Nosotros tomamos como base de operaciones la encantadora población de Ubud, en el interior de la isla. Desde allí, unas veces alquilando moto, y otras contratando un coche con conductor, fuimos descubriendo todo lo que la isla tenía por ofrecernos y tuvimos tiempo de ver.

En moto por Bali

 

Bali es una isla mágica, un lugar al que uno siempre quiere volver. No creo equivocarme si afirmo que es probablemente uno de los mejores sitios que he visitado, si no el que más. Tres años después de recorrer aquella isla, aún viene a mi memoria un muy dulce recuerdo de nuestros días allí.

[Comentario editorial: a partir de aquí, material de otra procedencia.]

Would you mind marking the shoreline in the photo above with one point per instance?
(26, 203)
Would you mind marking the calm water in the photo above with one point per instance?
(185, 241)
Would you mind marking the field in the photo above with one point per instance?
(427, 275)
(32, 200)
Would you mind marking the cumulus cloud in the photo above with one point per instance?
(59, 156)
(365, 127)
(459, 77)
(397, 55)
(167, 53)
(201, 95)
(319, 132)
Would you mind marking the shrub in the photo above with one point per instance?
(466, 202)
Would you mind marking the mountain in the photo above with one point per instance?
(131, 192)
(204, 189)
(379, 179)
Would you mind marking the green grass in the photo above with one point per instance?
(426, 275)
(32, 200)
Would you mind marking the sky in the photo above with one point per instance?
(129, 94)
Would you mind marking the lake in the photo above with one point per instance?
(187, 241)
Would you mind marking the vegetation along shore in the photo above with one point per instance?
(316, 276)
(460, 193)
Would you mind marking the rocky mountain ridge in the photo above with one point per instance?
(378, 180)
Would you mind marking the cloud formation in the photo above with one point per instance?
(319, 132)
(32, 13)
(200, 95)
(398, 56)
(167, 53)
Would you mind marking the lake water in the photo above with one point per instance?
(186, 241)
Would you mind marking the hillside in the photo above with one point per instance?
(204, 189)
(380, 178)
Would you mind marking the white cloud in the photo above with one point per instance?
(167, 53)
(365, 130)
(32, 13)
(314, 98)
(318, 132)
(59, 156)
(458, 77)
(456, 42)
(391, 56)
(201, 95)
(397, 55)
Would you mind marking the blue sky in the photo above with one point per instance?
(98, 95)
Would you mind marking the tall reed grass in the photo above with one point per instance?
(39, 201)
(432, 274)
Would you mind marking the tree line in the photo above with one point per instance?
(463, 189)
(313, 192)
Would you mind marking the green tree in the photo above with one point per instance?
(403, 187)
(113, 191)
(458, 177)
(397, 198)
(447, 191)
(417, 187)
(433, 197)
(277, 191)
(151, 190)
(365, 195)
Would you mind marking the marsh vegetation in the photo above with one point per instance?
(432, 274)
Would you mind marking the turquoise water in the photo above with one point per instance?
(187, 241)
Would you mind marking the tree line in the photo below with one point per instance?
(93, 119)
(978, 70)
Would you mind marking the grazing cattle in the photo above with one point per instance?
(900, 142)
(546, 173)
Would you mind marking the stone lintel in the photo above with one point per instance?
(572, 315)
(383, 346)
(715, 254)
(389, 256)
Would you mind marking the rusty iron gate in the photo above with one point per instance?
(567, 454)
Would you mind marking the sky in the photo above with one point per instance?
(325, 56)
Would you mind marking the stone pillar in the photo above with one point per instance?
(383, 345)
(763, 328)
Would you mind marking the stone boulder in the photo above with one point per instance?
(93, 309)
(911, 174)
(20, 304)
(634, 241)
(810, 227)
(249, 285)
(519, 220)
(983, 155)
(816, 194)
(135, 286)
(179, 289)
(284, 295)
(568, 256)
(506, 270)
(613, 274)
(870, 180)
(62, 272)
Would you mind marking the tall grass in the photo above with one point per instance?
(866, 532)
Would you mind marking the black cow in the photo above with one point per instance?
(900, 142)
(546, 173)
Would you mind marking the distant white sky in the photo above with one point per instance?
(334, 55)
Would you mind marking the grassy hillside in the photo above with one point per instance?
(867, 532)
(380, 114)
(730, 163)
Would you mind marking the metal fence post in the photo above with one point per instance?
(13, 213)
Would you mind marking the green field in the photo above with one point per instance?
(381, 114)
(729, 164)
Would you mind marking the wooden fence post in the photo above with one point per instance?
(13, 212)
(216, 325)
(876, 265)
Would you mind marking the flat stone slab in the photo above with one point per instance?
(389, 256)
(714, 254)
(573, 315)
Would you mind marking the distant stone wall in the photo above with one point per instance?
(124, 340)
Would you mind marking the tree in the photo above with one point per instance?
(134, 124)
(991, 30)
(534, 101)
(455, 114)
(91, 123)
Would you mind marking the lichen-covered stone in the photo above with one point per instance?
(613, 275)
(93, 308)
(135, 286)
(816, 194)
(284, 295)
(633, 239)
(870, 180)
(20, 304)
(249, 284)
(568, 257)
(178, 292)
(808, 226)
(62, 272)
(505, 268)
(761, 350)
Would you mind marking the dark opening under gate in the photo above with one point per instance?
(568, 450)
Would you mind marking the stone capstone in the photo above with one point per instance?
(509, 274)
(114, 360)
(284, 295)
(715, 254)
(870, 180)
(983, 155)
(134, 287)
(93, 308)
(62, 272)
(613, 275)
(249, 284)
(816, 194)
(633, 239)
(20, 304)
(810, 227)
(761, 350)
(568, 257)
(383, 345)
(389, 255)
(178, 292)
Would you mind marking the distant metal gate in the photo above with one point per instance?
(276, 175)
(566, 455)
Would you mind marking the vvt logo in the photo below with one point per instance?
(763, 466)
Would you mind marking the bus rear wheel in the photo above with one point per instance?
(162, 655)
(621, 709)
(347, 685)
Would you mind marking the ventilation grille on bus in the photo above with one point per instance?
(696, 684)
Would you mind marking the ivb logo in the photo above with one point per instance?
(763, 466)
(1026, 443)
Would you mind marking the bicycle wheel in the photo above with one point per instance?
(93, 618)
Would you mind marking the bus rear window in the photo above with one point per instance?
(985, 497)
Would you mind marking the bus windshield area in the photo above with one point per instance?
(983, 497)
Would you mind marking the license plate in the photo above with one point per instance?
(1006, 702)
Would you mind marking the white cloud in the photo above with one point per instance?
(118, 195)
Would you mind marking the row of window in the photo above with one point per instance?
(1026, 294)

Bali alberga multitud de templos hinduístas (la religión de la isla), preciosos y verdes arrozales, ceremonias ancestrales, una gastronomía deliciosa, y una gente realmente encantadora… ¿Qué más se puede pedir?

A continuación os exponemos lo que pudimos disfrutar a partir de excursiones desde Ubud durante nuestra estancia en la isla:

GOA GAJAH

Se trata de un templo en el que destaca una cueva cuya entrada está tallada como si fuera la boca de un demonio. En su interior, podemos encontrar figuras de forma fálica apodadas lingam, dedicadas al Dios hinduísta Shiva. Pero lo mejor de Goa Gajah (Cueva del Elefante) es su entorno, cubierto por una densa vegetación y alguna que otra piscina con flores del loto. Se encuentra muy cerca de Ubud, a unos 10 minutos en moto, y la entrada costaba (en 2012) 15.000 IDR.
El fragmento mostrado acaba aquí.